Wednesday 1 March 2017

Ashamed or Guilty

Disclaimer: the following article provides my own personal views that might be different than yours so it’s okay.



When I was at school, my actual third one, but first real one, kids were a little bit different. And what I’m going to say next might seem a bit impolite, but most of them were less privileged, I’m sorry I had to. But now I will clarify why I've mentioned it.

You see, my mother was kind of obsessed with travelling, she dragged our little four-member family to a bunch of countries during my childhood. Months before travelling, she dedicated her time to plan each trip. Her love of travelling was, I must admit, contagious too. But that’s another story, back to our main topic.

So, being a kid who’s travelled many countries outside her own put me in a minority category. A minority that experienced different things and not just travelling, but obviously other stuff too. I bet you get the picture now thus any further examples would be plain bragging.

Why did I mention this? Because believe it or not, this kind of lifestyle made me feel a little bit guilty. Guilty that I’m privileged. My life was a little bit less hard. I've tried better activities, seen better sceneries. It was hard to share summer vacation stories without sounding (at least) a little bit arrogant. I felt odd.

But when I changed schools, and went to an “international” school, the situation was reversed. Everyone in the new school has travelled abroad at least once. People had a more luxurious lifestyle than in my old school in general. If you have read my Friendship article, then you know in which school I actually made friends. But anyway. I no longer felt privileged, I felt average. Which was good. Until…

Later in high school, all what mattered to me and my colleagues was applying to college. The head of department once did a sort of presentation about this, she said that, every year, a third of each class goes to Egyptian public universities, a third to private ones and the rest studies abroad. And obviously the private ones are much more expensive.

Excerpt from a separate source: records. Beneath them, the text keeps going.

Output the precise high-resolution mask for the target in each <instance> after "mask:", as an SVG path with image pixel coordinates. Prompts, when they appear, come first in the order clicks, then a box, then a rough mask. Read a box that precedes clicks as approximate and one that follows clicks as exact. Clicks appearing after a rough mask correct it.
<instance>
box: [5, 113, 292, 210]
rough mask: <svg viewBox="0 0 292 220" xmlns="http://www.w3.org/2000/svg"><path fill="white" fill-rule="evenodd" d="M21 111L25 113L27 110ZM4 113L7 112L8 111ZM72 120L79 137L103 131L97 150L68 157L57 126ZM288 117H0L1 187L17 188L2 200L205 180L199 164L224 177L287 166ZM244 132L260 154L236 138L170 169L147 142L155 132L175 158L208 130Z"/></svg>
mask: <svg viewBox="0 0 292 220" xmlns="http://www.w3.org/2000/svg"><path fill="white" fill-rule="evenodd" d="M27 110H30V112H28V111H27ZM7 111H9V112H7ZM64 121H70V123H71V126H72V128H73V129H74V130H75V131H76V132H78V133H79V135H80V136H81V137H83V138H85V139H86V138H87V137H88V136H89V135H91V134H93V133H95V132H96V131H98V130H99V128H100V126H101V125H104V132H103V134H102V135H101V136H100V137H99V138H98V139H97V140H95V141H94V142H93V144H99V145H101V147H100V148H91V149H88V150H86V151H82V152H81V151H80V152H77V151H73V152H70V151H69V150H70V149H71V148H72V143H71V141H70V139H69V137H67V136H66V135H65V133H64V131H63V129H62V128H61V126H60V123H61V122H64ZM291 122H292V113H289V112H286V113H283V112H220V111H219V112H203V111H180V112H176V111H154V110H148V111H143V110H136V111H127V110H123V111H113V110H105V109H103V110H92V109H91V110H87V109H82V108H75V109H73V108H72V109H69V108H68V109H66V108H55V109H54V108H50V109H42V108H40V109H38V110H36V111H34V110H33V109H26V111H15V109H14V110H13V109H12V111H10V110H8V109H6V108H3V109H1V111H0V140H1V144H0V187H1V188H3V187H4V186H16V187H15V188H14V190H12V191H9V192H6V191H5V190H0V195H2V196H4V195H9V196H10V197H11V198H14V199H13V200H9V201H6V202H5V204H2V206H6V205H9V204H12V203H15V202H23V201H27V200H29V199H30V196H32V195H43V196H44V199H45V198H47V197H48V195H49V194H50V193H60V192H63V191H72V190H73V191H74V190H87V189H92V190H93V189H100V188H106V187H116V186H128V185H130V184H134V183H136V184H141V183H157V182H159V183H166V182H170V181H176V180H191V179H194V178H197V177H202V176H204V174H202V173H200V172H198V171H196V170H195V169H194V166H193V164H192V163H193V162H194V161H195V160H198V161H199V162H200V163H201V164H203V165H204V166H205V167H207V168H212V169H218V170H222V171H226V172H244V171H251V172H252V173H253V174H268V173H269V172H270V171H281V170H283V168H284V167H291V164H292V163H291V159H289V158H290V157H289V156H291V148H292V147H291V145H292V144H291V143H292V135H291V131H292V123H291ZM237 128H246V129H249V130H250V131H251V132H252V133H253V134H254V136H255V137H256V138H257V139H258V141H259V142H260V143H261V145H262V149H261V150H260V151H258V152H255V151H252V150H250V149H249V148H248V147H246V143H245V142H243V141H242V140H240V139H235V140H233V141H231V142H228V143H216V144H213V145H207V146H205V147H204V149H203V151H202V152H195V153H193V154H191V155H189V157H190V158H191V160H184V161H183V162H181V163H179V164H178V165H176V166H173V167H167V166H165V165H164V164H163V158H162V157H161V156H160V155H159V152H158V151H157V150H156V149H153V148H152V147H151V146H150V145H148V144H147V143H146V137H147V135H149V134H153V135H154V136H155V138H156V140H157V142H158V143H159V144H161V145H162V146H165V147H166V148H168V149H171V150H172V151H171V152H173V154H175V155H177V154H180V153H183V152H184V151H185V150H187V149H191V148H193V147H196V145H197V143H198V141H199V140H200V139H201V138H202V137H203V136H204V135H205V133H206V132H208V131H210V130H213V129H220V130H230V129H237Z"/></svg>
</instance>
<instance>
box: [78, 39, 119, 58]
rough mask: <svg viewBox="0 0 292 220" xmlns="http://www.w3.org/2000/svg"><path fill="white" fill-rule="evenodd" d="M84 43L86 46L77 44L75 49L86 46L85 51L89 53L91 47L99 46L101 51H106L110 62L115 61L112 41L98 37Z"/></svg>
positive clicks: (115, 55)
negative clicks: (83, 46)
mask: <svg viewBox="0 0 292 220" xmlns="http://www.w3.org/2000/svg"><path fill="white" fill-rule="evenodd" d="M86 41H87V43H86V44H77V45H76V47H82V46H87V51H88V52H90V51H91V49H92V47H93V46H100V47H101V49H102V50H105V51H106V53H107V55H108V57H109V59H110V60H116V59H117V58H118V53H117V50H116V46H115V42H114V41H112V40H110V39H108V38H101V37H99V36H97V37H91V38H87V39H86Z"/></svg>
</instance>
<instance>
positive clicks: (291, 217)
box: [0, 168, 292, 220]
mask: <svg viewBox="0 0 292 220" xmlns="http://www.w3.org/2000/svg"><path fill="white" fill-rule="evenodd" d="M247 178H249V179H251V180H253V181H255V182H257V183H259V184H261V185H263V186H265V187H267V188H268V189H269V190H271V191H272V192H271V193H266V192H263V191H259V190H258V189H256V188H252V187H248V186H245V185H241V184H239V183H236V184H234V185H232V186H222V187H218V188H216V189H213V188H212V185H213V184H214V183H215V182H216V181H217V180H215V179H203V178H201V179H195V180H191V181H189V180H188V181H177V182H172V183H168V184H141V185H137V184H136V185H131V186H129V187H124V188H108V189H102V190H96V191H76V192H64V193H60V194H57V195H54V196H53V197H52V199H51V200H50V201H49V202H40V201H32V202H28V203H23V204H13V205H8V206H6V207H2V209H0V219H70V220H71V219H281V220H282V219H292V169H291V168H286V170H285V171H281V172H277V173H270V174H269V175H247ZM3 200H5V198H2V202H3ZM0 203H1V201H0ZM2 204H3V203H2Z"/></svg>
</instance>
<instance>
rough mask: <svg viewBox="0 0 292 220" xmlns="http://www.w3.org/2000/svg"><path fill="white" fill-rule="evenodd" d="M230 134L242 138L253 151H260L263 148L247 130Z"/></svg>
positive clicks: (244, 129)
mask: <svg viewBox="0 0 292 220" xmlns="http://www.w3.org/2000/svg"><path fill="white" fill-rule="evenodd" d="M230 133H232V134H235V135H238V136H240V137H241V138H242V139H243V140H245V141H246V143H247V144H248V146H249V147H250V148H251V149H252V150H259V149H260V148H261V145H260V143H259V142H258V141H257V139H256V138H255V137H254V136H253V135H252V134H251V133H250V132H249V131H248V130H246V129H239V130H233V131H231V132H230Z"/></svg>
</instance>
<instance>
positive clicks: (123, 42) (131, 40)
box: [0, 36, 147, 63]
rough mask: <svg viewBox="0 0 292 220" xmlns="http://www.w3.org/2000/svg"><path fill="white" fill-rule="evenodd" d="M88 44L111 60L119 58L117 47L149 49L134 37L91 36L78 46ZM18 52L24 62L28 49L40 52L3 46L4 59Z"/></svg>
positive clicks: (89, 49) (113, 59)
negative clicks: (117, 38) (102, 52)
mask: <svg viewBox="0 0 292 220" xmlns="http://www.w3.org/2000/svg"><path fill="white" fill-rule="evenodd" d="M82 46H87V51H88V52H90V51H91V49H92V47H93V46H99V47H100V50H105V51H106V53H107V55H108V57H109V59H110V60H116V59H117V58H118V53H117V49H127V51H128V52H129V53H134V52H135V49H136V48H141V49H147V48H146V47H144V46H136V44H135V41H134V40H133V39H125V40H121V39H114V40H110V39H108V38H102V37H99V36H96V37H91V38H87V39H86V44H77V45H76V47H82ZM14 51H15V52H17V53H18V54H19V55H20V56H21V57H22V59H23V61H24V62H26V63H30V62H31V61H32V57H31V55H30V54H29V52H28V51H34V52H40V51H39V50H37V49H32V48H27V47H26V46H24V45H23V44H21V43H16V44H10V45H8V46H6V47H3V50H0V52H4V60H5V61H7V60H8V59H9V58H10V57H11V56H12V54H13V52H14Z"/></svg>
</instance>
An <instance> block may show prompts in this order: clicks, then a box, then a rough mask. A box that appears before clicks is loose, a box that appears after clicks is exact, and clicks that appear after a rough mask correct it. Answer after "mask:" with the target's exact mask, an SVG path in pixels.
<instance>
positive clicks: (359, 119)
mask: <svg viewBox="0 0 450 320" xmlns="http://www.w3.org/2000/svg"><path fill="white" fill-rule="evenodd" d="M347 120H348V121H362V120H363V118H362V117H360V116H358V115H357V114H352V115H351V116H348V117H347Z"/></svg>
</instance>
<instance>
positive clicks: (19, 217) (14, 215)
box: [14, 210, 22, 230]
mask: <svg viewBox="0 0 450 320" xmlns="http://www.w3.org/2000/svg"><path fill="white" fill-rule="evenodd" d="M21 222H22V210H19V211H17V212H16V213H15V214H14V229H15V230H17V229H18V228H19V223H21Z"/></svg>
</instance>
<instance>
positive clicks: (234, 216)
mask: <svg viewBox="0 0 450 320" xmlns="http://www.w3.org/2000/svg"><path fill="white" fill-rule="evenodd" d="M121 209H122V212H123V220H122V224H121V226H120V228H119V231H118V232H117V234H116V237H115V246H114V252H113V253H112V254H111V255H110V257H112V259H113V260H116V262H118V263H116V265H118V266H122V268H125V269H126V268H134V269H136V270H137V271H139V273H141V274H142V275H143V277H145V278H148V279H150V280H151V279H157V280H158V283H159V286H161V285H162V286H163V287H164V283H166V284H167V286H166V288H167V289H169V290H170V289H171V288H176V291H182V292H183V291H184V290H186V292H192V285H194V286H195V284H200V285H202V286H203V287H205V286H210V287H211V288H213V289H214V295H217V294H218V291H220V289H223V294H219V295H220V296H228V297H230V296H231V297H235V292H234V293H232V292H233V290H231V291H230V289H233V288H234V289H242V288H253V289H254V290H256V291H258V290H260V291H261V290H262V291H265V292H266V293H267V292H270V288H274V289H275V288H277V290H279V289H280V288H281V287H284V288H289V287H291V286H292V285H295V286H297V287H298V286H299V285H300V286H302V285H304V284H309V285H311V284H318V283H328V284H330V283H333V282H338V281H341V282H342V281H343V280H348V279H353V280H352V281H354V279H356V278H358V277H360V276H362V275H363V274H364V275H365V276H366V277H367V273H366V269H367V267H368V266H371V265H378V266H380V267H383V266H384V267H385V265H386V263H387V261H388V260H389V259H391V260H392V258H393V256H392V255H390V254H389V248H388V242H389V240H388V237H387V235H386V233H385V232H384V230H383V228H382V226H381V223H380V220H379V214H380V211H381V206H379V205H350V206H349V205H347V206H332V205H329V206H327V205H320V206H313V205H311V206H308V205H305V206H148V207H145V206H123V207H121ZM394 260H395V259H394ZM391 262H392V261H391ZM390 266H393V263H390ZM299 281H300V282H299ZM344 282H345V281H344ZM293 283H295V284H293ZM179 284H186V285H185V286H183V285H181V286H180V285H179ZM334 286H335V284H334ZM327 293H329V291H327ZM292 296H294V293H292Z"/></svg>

A colleague of mine set his goal to study at a certain private uni, and since I was older and wiser then, I honestly said “I wish I could go there, but there are no longer scholarships and my dad can’t afford to pay my tuition fees”. As simple as that, with full confidence. I must say I’m proud of myself for reaching this point of self-acceptance. There’s nothing wrong with being unable to spend more money than affordable. There’s nothing wrong in admitting it in public. It’s wrong to lie and say things like “No I don’t like to go there, not good enough for me” while you, in reality, can’t afford it. How much you make doesn't equate your worth.


The moral is, you shouldn't be ashamed of being less privileged than others. Nor bitter. They may lead lives that sound fun and expensive, but believe me they have their own problems too. And if you feel guilty for being privileged that’s wrong to you, because that’s not your fault you were born in a richer family. Everyone deserves inner-peace.